18.5.6. Subprocess

18.5.6.1. Windows event loop

On Windows, the default event loop is SelectorEventLoop which does not support subprocesses. ProactorEventLoop should be used instead. Example to use it on Windows:

import asyncio, sys

if sys.platform == 'win32':
    loop = asyncio.ProactorEventLoop()
    asyncio.set_event_loop(loop)

18.5.6.2. Create a subprocess: high-level API using Process

coroutine asyncio.create_subprocess_exec(*args, stdin=None, stdout=None, stderr=None, loop=None, limit=None, **kwds)

Create a subprocess.

The limit parameter sets the buffer limit passed to the StreamReader. See AbstractEventLoop.subprocess_exec() for other parameters.

Return a Process instance.

This function is a coroutine.

coroutine asyncio.create_subprocess_shell(cmd, stdin=None, stdout=None, stderr=None, loop=None, limit=None, **kwds)

Run the shell command cmd.

The limit parameter sets the buffer limit passed to the StreamReader. See AbstractEventLoop.subprocess_shell() for other parameters.

Return a Process instance.

It is the application’s responsibility to ensure that all whitespace and metacharacters are quoted appropriately to avoid shell injection vulnerabilities. The shlex.quote() function can be used to properly escape whitespace and shell metacharacters in strings that are going to be used to construct shell commands.

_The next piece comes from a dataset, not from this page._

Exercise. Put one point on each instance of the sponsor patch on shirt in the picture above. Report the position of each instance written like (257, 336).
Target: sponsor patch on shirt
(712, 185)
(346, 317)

This function is a coroutine.

Use the AbstractEventLoop.connect_read_pipe() and AbstractEventLoop.connect_write_pipe() methods to connect pipes.

18.5.6.3. Create a subprocess: low-level API using subprocess.Popen

Run subprocesses asynchronously using the subprocess module.

coroutine AbstractEventLoop.subprocess_exec(protocol_factory, *args, stdin=subprocess.PIPE, stdout=subprocess.PIPE, stderr=subprocess.PIPE, **kwargs)

Create a subprocess from one or more string arguments (character strings or bytes strings encoded to the filesystem encoding), where the first string specifies the program to execute, and the remaining strings specify the program’s arguments. (Thus, together the string arguments form the sys.argv value of the program, assuming it is a Python script.) This is similar to the standard library subprocess.Popen class called with shell=False and the list of strings passed as the first argument; however, where Popen takes a single argument which is list of strings, subprocess_exec() takes multiple string arguments.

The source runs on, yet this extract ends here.